I was very passionate about my job. Looking back I think I was working too hard, work was taking over my life and I could not close my eyes at night without thinking about it. I recognised that I was becoming stressed and this built up so much that I could not sleep properly. I did not sleep for four nights. I can remember racing to my Mum and then to my sister and then to my friend. I was crying out for help but did not have the words to ask for it.
It got to a point where I was becoming paranoid and had the most disturbing thoughts involving those closest to me. I was scared and frightened and started to become delusional. At this point, my friend took me to see my doctor. She prescribed me some sleeping tablets, but still I could not sleep. I was becoming manic; my thoughts were completely abnormal and I was starting to believe things that were not real.
The following morning the crisis team came to visit me. My next memory was looking out of a window watching some rabbits in a hutch. I had no clue where I was, I knew no-one and my mind was racing. I eventually became so manic that I had to be pinned down by four people who stuck a needle in my bottom. The next few days were a complete haze. One thing I can remember is not being able to lift my head off the hospital bed and drooling like a boxer dog.
Eventually, they found the medication that suited me and I got better over a period of time. I was told that I had been sectioned and my Mum and Dad also had to break the news to me that they had cancelled my trip to South America. I broke down, I had lost my dream.
I returned home after three months. I had no life in me and felt totally deflated. I finally went back to work, but my confidence had been knocked sideways. I put on four stone due to my medication and battled every day to build my strength. I felt a different person and became very depressed.

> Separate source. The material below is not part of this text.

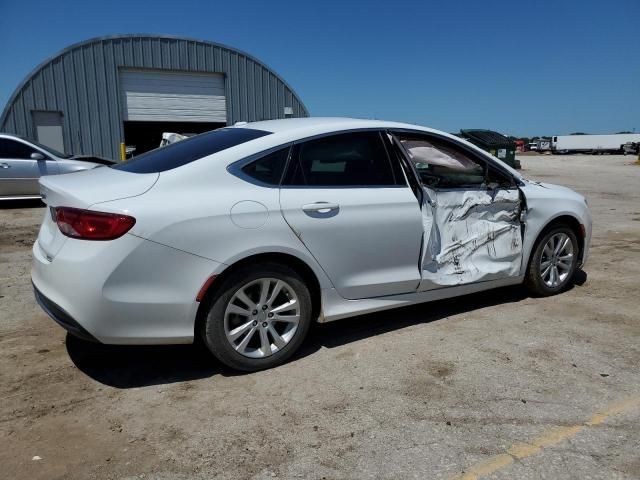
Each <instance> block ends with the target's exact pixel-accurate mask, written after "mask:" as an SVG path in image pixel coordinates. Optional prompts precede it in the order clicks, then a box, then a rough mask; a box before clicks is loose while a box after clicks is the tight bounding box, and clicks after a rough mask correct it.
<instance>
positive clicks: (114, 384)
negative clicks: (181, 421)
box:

I pushed and pushed myself to become stronger and eventually bounced back after about two years. I lost the four stone that I had put on and was in such a good place that I decided to come off my medication...
I had another manic episode and ended up back in hospital, sectioned again. This time, I stayed there for two months and went back on my medication. Eventually, after going through the same process as before, I went back to work and had to build my strength and confidence all over again. This time I put on five stone and became very unhappy. In November 2011 my parents insisted that I left my job and moved back home with them.
I was diagnosed with bipolar. This was very difficult news to take in because I suddenly had a ‘label’. I had a mental health problem. I chose to disbelieve my diagnosis and challenged it at every opportunity.
A year ago, I made the decision that I would try to come off my medication again. I wanted to be in control of myself. A few months later, I started to become aware that something was not right within me. My sleep was becoming erratic and I was becoming paranoid.
This helped me to come to terms with the fact that I have bipolar and that there is nothing to be embarrassed about. I now take my medication every day. I may never be out of the woods, but I hope that by taking one tiny pill every day it will increase my chances of never visiting that dark place again.
Following her experience, Ruth joined her local Mind in Sevenoaks as a volunteer and is thrilled to now be Office and Volunteer Manager. She has chosen to share her story to help to stand up to the stigma that is associated with mental health and to also show that there can be light at the end of the tunnel.